Their passports indicated they had made several trips to Mozambique and Namibia, where poaching of the protected species, smuggling and organized crime are rampant, the report said.

Police detained the two and impounded the vehicle. But they were released after paying U.S. $30,000 and authorities returned the vehicle to them.

Later that year, however, the South African government informed the embassy that Park had to leave the country within 30 days, which he did in December.

When a Global Initiative researcher and cameraman went to the North Korean embassy in Pretoria to ask about allegations of the embassy’s involvement in rhino horn trafficking, an official denied that Park had worked there. He also tried to attack the researcher and threw stones at his vehicle, the report said.

North Korean diplomats in other embassies in Africa have been implicated as well in rhino horn smuggling.

“There are also allegations that the North Korean embassy in Addis Ababa, Ethiopia, is being used as a transit point for the smuggling of illicit wildlife products to China, with embassy officials abusing their diplomatic status to act as couriers,” the report said.

North Korea is not a member of the Convention on International Trade in Endangered Species of Wild Fauna and Flora (CITES), a multilateral treaty which seeks to ensure that international trade in specimens of wild animal and plants does not threaten the survival of the species in the wild.

China and Vietnam

North Korea is not the only country covered by RFA to engage in illegal smuggling of rhino horn and elephant ivory.

The document cites several instances where Vietnamese and Chinese nationals have been caught trying to smuggle rhino horn and ivory out of Mozambique since October 2014.

Both countries have ratified CITES.

“While Vietnam remains a key destination and transit country, growing numbers of Chinese nationals have been arrested and prosecuted in recent years in Africa, Europe, Asia and the United States for smuggling rhino horn,” said the first part of the report entitled “Tipping Point: Transnational Organized Crime and the ‘War’ on Poaching.”

An average pair of rhino horns weighing about 5.9 kilograms (13 pounds) can sell for an estimated U.S. $30,000 -$65,000 a kilogram on the black market, the report said.

Both Chinese and Vietnamese social media platforms have a “thriving online market” for the products in the form of raw unworked rhino horn, carvings, libation cups, antiques and bangles, it said.

Sham rhino hunts have also been used as a means of obtaining rhino horn for Asian criminal networks, the report said.

The second part of the report cites a May 12 incident in which Mozambican authorities arrested a Chinese national after they stormed a house where he resided on the outskirts of the capital Maputo and found 1.3 tons of elephant tusks and rhino horns.
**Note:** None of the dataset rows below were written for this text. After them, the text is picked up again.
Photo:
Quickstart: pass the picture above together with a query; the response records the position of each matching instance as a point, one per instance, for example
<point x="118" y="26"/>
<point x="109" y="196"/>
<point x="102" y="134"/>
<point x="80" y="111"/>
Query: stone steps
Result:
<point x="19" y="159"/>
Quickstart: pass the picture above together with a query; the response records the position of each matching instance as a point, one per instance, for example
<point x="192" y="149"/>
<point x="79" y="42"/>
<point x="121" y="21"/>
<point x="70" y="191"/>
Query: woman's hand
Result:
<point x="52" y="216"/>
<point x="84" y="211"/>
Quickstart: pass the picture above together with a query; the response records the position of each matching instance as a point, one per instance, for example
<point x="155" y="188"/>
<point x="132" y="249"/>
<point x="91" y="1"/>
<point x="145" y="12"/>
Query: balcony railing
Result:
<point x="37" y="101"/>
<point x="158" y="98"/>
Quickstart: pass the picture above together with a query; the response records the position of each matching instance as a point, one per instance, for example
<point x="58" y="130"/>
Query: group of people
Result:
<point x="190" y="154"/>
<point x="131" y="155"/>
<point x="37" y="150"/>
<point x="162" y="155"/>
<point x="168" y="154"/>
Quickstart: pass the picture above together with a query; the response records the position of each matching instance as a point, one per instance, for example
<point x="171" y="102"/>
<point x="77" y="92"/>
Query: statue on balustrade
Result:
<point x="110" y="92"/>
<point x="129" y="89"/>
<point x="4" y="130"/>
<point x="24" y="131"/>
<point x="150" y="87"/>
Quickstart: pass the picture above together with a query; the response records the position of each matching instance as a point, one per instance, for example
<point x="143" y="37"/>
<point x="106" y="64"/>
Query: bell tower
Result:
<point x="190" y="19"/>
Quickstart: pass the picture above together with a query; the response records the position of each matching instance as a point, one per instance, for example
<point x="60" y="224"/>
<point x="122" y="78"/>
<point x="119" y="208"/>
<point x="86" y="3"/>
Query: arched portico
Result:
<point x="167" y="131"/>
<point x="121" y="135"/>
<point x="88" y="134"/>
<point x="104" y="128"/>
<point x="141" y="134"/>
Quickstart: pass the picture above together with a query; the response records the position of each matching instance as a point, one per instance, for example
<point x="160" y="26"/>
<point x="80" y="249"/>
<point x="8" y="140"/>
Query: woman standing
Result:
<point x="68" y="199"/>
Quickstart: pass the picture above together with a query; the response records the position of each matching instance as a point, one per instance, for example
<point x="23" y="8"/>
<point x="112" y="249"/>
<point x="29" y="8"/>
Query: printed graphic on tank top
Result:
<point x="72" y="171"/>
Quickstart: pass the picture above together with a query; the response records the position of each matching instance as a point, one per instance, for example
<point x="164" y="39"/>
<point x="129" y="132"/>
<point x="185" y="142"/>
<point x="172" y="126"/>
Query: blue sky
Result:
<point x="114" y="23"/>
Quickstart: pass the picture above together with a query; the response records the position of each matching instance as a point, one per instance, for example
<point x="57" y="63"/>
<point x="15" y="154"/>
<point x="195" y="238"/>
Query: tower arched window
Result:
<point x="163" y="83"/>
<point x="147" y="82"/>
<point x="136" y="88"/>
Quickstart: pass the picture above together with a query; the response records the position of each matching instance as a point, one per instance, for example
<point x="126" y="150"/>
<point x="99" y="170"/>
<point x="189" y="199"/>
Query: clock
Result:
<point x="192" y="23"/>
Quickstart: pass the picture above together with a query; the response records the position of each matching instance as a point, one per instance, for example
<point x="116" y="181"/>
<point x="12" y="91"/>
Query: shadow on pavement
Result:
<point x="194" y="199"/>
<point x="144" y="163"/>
The next day, they arrested another Chinese man when he offered police a U.S. $34,000 bribe to drop the case.

A few days after the raid, about 12 horns disappeared and were replaced with bull horn replicas despite being guarded by police. Authorities released the Chinese suspects on bail after they promised to appear in court in November, but they disappeared without a trace, the report said.

Also in May, African authorities detained a Vietnamese national at the airport in Maputo before he could board a plane to Nairobi, Kenya, after they discovered 22.4 kilograms (49.4 pounds) of rhino horn in his bags, it said.

The month before, authorities arrested three Chinese citizens at Jomo Kenyatta International Airport in Nairobi after they found ivory bracelets, lions’ teeth, and individual pieces of ivory concealed in aluminum cooking foil and a condom, the report said.

“China and Vietnamese criminal networks have become ever more deeply entrenched in Mozambique, secure in the knowledge that being caught smuggling ivory, rhino horn or any other wildlife product can usually be resolved by paying a fine or a bribe,” the report said.

“Since the beginning of the current rhino poaching crisis, no Vietnamese or Chinese nationals arrested in connection with smuggling rhino horn or ivory have been jailed,” it said. “However, significant numbers of seizures have been made in Mozambique or tied to the country.”